5. Monitoring and Logging

[ ] Enable AWS CloudTrail to log EC2 API calls.
[ ] Enable VPC Flow Logs to monitor network activity.
[ ] Use Amazon CloudWatch for instance performance and system-level logs.
[ ] Retain logs securely with access controls for audits and incident response.

6. Regional Considerations & Data Transfers

[ ] Launch EC2 instances in EU-based regions (e.g., eu-west-1, eu-central-1) if data must stay in the EU.
[ ] Avoid transferring PII outside the EU unless Standard Contractual Clauses (SCCs) or equivalent safeguards are in place.
[ ] Document cross-border transfer justifications and safeguards.

7. Security Hardening

[ ] Regularly patch and update EC2 operating systems and applications.
[ ] Disable unnecessary services and ports.
[ ] Use a host-based firewall (e.g., iptables, ufw) in addition to Security Groups.
[ ] Run vulnerability scans and apply hardening guidelines (e.g., CIS benchmarks).

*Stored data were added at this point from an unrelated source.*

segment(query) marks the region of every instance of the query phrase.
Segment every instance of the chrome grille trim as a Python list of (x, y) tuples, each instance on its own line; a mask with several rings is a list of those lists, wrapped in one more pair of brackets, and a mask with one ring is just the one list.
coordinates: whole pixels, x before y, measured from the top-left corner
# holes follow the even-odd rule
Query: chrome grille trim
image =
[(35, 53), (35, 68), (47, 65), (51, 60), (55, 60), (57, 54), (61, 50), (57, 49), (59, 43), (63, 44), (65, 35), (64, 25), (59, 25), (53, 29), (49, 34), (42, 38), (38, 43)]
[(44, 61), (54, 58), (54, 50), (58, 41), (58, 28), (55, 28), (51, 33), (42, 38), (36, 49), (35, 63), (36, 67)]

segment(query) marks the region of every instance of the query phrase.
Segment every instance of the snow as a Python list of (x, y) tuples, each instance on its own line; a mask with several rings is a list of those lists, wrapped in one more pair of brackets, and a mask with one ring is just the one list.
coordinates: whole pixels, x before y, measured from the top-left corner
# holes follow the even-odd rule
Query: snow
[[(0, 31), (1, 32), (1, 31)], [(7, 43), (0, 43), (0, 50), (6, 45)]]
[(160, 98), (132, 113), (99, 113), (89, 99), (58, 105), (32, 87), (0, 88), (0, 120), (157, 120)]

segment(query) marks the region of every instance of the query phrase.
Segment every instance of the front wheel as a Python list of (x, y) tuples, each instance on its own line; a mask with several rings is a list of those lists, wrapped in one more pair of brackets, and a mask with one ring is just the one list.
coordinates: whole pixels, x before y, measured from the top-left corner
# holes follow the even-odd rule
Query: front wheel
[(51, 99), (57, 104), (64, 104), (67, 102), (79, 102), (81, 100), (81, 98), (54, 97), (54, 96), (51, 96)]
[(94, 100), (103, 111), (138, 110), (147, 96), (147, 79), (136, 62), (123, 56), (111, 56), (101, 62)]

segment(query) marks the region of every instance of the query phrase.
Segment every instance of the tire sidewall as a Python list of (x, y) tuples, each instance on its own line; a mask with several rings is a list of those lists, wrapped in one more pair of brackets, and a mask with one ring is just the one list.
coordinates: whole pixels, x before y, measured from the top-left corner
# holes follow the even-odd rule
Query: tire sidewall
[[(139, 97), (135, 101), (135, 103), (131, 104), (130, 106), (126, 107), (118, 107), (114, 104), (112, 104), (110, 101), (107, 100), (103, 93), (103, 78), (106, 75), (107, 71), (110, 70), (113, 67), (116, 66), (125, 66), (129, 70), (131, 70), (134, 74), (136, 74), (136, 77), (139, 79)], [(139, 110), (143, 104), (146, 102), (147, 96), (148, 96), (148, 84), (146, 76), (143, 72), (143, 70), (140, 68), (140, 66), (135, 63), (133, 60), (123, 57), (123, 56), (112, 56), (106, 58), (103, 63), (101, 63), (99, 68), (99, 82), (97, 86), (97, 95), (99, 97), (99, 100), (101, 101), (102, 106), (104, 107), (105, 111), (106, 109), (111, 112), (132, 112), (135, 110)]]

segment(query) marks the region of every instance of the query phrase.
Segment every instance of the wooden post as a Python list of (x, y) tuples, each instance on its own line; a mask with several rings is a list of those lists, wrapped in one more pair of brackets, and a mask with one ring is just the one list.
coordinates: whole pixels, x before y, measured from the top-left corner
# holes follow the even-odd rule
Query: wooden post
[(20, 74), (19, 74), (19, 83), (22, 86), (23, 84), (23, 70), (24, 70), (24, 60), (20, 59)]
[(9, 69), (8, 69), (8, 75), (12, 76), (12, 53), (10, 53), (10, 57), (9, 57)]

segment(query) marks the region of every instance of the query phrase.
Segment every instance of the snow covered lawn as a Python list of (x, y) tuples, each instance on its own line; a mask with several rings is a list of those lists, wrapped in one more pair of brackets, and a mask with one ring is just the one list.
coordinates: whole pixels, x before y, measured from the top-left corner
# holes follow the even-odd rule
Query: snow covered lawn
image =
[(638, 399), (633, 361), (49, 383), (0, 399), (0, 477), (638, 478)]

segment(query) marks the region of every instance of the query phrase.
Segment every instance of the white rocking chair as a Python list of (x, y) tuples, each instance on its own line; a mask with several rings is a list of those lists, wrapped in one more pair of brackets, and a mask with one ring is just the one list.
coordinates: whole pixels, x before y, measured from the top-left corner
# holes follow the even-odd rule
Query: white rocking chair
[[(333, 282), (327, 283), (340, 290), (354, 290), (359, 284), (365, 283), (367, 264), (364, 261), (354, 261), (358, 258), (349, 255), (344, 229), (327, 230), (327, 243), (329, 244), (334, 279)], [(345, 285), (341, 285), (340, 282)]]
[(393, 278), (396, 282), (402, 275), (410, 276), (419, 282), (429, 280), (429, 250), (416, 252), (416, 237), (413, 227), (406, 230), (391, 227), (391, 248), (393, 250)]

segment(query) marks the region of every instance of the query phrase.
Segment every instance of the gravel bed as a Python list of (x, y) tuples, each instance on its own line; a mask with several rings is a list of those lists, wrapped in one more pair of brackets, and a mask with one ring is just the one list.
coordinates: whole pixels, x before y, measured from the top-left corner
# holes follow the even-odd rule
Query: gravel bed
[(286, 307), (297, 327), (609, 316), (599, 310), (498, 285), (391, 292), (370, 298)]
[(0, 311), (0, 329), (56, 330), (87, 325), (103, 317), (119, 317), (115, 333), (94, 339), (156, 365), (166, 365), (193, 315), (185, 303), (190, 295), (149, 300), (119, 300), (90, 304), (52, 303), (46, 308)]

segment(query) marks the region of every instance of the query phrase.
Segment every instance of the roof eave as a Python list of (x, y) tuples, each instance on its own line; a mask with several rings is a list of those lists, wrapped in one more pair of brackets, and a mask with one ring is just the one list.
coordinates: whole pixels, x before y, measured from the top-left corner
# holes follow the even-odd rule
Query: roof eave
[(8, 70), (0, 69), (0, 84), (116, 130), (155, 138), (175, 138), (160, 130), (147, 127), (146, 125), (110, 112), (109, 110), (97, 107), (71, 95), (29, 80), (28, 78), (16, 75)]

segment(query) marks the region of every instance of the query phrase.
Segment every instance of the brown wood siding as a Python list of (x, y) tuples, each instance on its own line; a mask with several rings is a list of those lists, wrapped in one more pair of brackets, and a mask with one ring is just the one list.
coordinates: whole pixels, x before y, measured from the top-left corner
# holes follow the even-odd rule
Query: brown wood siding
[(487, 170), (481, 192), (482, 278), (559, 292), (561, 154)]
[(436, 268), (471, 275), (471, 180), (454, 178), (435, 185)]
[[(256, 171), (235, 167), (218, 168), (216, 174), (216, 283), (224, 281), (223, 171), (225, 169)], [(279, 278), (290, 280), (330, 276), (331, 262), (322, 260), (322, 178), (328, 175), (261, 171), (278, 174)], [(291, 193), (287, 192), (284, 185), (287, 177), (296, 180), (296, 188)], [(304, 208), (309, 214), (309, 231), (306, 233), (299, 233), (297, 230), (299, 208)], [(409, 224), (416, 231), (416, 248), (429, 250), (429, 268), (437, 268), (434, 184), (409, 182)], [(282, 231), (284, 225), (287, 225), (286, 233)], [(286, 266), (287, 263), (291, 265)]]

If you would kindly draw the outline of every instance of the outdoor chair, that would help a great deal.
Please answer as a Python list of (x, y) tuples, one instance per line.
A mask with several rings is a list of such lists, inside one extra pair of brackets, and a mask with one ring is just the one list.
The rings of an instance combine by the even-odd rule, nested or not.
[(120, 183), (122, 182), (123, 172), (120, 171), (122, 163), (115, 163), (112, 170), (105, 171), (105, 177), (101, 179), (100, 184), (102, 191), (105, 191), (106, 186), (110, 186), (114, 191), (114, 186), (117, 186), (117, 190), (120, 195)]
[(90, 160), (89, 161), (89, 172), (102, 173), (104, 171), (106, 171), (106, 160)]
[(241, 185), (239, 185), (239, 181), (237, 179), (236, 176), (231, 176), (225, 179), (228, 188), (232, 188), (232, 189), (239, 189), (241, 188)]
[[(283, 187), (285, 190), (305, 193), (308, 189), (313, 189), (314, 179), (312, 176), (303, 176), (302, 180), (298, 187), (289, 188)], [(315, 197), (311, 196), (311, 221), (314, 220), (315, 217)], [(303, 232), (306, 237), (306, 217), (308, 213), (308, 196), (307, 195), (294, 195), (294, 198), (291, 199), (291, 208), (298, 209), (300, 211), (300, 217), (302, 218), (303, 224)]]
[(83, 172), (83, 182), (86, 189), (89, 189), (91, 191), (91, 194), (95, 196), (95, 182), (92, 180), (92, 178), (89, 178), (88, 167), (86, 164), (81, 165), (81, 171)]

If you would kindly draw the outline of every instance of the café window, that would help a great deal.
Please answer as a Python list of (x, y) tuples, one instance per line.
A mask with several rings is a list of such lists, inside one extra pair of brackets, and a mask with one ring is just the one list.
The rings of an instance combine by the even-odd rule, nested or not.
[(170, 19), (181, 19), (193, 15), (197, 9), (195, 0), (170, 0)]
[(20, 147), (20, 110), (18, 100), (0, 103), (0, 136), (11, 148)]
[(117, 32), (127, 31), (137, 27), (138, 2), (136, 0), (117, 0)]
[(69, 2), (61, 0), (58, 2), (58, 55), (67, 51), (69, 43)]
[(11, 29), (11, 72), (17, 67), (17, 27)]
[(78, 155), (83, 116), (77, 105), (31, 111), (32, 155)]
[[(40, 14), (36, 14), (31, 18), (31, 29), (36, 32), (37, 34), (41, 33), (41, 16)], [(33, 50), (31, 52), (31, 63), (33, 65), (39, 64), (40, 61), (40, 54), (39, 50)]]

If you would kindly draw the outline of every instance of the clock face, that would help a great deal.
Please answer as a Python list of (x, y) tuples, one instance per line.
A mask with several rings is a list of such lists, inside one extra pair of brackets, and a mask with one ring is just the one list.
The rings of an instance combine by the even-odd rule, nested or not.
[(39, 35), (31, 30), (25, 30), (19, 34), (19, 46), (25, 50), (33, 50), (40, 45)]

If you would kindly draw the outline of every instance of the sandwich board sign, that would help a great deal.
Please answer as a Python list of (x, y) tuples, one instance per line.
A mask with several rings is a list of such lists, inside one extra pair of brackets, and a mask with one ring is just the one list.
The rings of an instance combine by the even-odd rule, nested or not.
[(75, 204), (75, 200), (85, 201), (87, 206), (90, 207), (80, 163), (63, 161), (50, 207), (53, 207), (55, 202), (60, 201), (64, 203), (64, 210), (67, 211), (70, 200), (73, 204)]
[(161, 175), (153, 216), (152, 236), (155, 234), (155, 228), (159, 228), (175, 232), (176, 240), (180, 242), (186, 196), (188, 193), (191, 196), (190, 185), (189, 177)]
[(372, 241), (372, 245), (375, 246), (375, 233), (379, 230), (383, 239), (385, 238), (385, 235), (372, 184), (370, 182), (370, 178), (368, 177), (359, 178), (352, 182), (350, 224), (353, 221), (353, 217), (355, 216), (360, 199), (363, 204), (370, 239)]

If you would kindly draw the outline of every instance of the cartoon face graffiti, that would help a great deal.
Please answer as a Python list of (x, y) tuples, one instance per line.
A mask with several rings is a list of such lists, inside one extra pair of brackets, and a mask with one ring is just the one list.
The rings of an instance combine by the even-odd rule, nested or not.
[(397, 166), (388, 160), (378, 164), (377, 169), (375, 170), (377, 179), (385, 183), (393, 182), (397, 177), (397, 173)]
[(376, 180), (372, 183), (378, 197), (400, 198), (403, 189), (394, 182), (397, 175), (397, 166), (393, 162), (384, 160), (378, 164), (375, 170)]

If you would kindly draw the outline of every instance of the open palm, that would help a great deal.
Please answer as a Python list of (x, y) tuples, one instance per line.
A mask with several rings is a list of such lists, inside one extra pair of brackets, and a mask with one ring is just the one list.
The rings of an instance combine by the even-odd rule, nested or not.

8. Incident Response & Data Breach Protocols

[ ] Document and rehearse a data breach response plan.
[ ] Use Amazon GuardDuty or third-party IDS/IPS for intrusion detection.
[ ] Set alerts for suspicious EC2 activity (e.g., CPU spikes, new open ports, failed login attempts).

9. Data Subject Rights & Erasure

[ ] Ensure you can retrieve, correct, or delete personal data on EC2 if requested.
[ ] Use tools or scripts to locate and erase PII from instance disks and logs.
[ ] Ensure deleted data is unrecoverable (e.g., zeroed volumes, deleted snapshots).

10. Audit, Documentation, and Contracts

[ ] Maintain an up-to-date data processing inventory for EC2-related activities.
[ ] Execute a Data Processing Addendum (DPA) with AWS (available via AWS Artifact).
[ ] Use AWS Config to track and audit EC2 configuration changes.
[ ] Document all policies and technical controls for GDPR accountability.